Anatomy of the Eye

The eye is the organ by which obviouslysee. But if we stop to think about it more carefully, we realize the wonderful tool that has given us the nature. Just close your eyes for a moment to feel a sense of loss. The eye allows us totransfer energy of light with all its colors, that is the world in which we live, directly in the center of our brain and our consciousness. From birth we use our eyes in every activity for every day of our lives and unfortunately, those with impaired vision, knows the importance of this sense.
But look a little more in particular how it's done.
In adults it can be compared to a small ping-pong with different diameters, with a weight of about 7 g and an internal voltage of 16 mmHg (called intraocular pressure or IOP by the acronym Anglo-Saxon Intra Ocular Pressure), due to the liquids contained in its interior. Suspended in the orbital fat and protected from orbit, owes its great mobility6 ocular muscles that allow you to move in all directions and coordinating collimating such movements with the other eye by providing a single clear image from the distance of a few centimeters (with stereoscopic vision), infinity. In short, a masterpiece of bioengineering.
At birth the eyeball is shorter than the norm (farsighted) and unlike its front (cornea and crystalline reaching already in 2 years, the normal size), grows rapidly in its rear portion (probably influenced not only by genetic factors as well as environmental factors and neurological) reaching the size of the adult (about 23,5 mm in a normal subject) in adolescence. The inharmonies this later development associated with that of the cornea leading to the creation of refractive errors (myopia hypermetropiaastigmatism).
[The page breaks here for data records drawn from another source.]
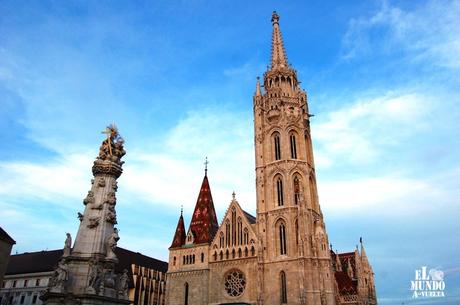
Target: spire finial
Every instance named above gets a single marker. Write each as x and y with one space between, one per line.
258 87
275 17
206 162
279 58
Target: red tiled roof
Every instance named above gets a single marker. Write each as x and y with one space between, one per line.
179 236
204 221
5 237
345 283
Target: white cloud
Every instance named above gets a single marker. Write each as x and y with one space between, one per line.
429 32
65 177
360 132
170 175
391 194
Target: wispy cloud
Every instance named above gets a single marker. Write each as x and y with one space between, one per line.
430 32
359 133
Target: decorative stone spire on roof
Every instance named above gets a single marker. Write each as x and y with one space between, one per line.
258 91
279 58
204 221
179 236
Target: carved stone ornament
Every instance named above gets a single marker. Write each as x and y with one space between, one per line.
111 244
60 277
111 216
95 277
110 154
111 199
89 198
93 222
67 245
101 182
123 285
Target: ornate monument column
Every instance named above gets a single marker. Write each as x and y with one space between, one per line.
86 273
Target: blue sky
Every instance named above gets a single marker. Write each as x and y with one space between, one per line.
178 77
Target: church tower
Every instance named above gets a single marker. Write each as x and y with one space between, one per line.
295 267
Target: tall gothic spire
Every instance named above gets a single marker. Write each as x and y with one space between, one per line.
279 58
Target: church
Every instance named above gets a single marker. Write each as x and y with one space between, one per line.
281 255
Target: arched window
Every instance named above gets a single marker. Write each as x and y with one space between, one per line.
276 139
221 240
312 193
283 288
227 233
233 226
293 146
296 191
282 239
279 191
297 232
240 231
186 294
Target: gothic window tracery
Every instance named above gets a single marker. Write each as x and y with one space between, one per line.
296 190
277 146
279 191
186 294
283 288
235 283
282 237
292 139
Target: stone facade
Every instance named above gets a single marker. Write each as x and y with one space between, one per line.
28 275
86 272
282 256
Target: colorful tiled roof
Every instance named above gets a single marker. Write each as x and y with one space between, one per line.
204 221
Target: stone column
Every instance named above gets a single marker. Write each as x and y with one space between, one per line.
86 273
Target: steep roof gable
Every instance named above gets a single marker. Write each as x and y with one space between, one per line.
179 236
237 236
204 221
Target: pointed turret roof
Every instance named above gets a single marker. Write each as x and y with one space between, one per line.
179 236
279 58
258 91
204 221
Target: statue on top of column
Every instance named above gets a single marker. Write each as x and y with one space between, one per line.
112 148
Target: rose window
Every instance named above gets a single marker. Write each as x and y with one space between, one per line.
235 282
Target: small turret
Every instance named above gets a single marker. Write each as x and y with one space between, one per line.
179 236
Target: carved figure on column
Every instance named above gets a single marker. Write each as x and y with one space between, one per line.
60 277
111 215
123 285
95 276
67 245
111 244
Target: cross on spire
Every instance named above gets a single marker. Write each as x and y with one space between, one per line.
206 162
279 58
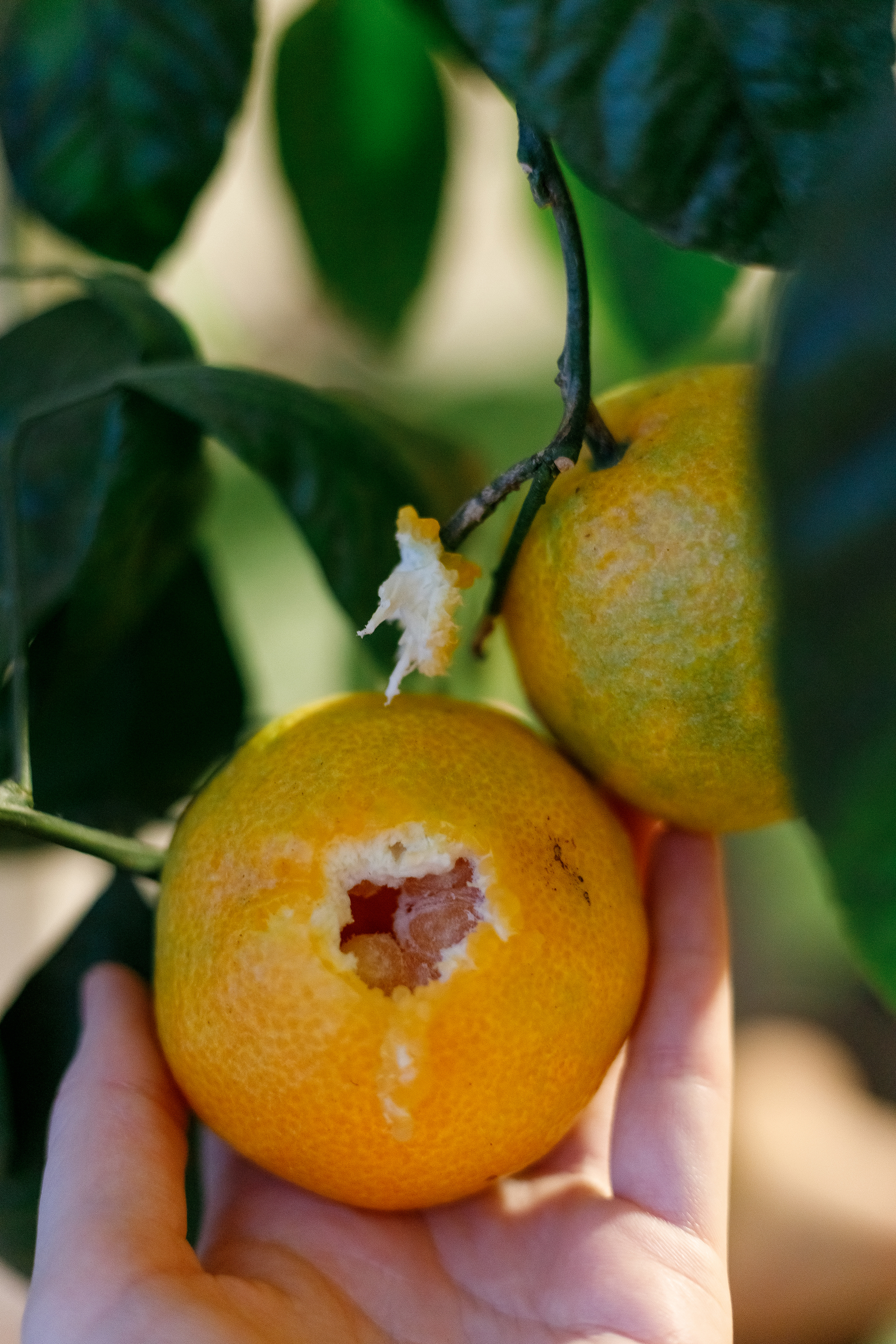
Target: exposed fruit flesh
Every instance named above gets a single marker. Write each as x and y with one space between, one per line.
398 934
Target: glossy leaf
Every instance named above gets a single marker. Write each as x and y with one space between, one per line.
108 488
714 124
662 298
831 460
338 478
115 113
360 122
117 741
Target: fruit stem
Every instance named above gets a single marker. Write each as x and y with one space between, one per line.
581 417
18 812
13 595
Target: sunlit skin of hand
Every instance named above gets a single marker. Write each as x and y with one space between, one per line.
551 1257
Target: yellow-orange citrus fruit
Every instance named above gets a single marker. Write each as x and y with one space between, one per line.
397 948
640 613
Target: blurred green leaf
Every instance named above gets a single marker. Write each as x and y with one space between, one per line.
360 122
107 490
115 113
446 472
38 1038
158 334
339 479
714 124
119 741
440 33
663 298
831 462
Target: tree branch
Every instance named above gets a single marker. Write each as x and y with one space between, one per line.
581 416
17 812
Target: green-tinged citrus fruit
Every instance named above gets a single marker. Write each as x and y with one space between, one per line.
640 613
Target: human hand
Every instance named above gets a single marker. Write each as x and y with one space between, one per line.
618 1234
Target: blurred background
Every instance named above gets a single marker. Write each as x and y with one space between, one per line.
473 365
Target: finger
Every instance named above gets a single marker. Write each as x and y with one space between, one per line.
671 1136
586 1150
113 1200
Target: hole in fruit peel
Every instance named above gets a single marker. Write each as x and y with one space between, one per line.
398 933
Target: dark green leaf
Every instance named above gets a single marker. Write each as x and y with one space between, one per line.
115 113
339 479
362 133
712 123
108 490
660 296
831 460
158 332
120 741
38 1038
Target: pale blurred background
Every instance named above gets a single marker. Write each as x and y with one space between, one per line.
476 360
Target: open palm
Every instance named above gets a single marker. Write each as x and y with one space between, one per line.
620 1234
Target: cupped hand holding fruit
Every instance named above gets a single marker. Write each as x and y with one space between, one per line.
551 1254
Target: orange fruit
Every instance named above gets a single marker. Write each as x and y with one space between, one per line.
397 948
640 609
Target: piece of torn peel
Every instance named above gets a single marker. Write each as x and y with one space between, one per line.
421 595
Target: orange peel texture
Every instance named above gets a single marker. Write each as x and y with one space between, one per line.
640 609
397 952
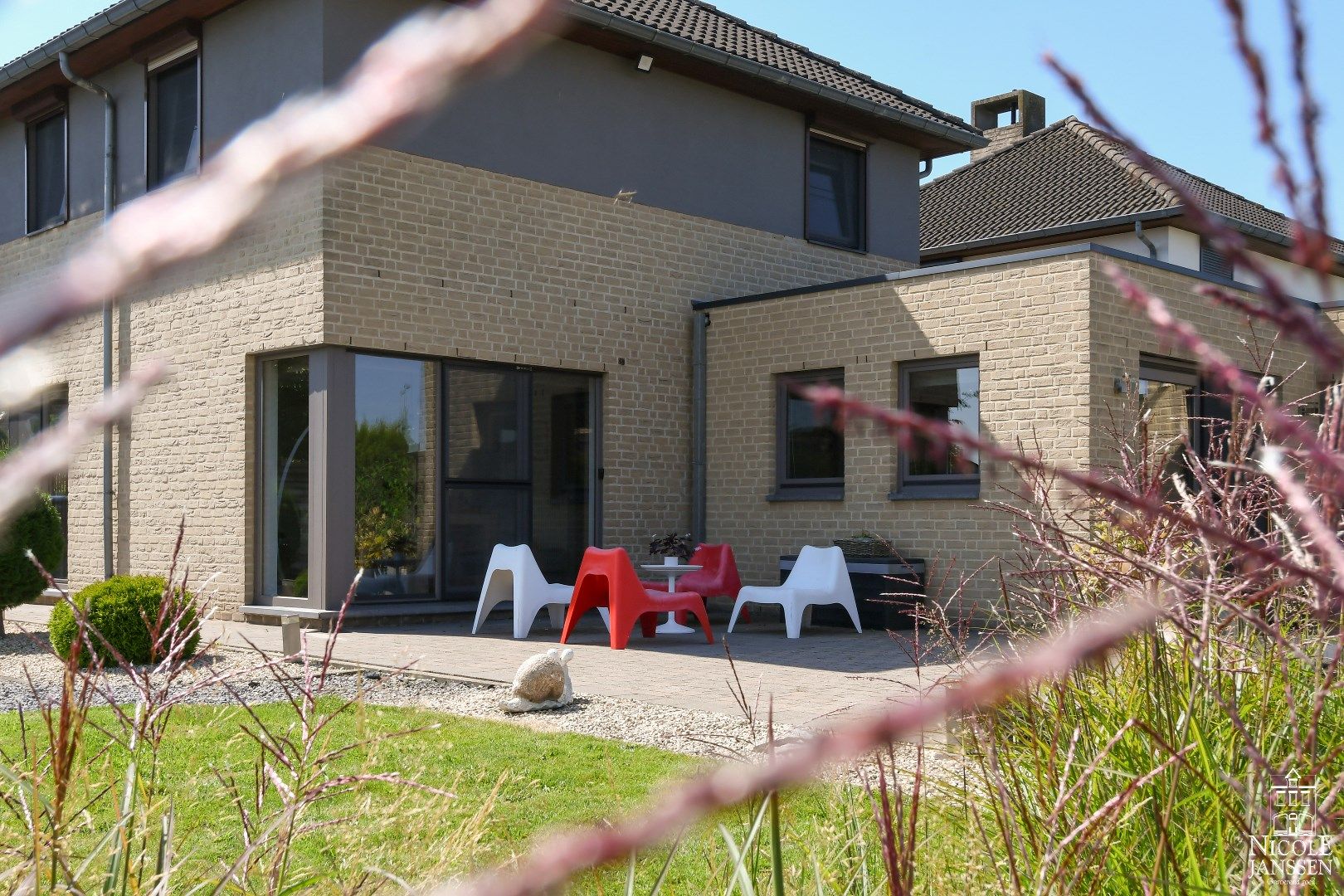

The eyeball, externally covered by a mucosa transparent, theconjunctiva, consists of three layers which from the outside inwards are: sclerachoroid, retina. Light waves penetrate into the eye through the firstcornea, which is the clear dome at the front of the eye, continuing through thepupil, the hole bounded by ' iris, that determines theeye color, are refracted by crystalline, transparent lens located behind the iris and the pupil. The light then passes through thevitreous, a gel which represents about 80% of the volume of the eye and whose alterations (floaters), are responsible for those gray dots that float in our view, to finally reachretina, specialized in a particular region of this, themacula where the light information are transformed into electrical signals, collected from optic nerveand transferred to the brain through theoptic tract.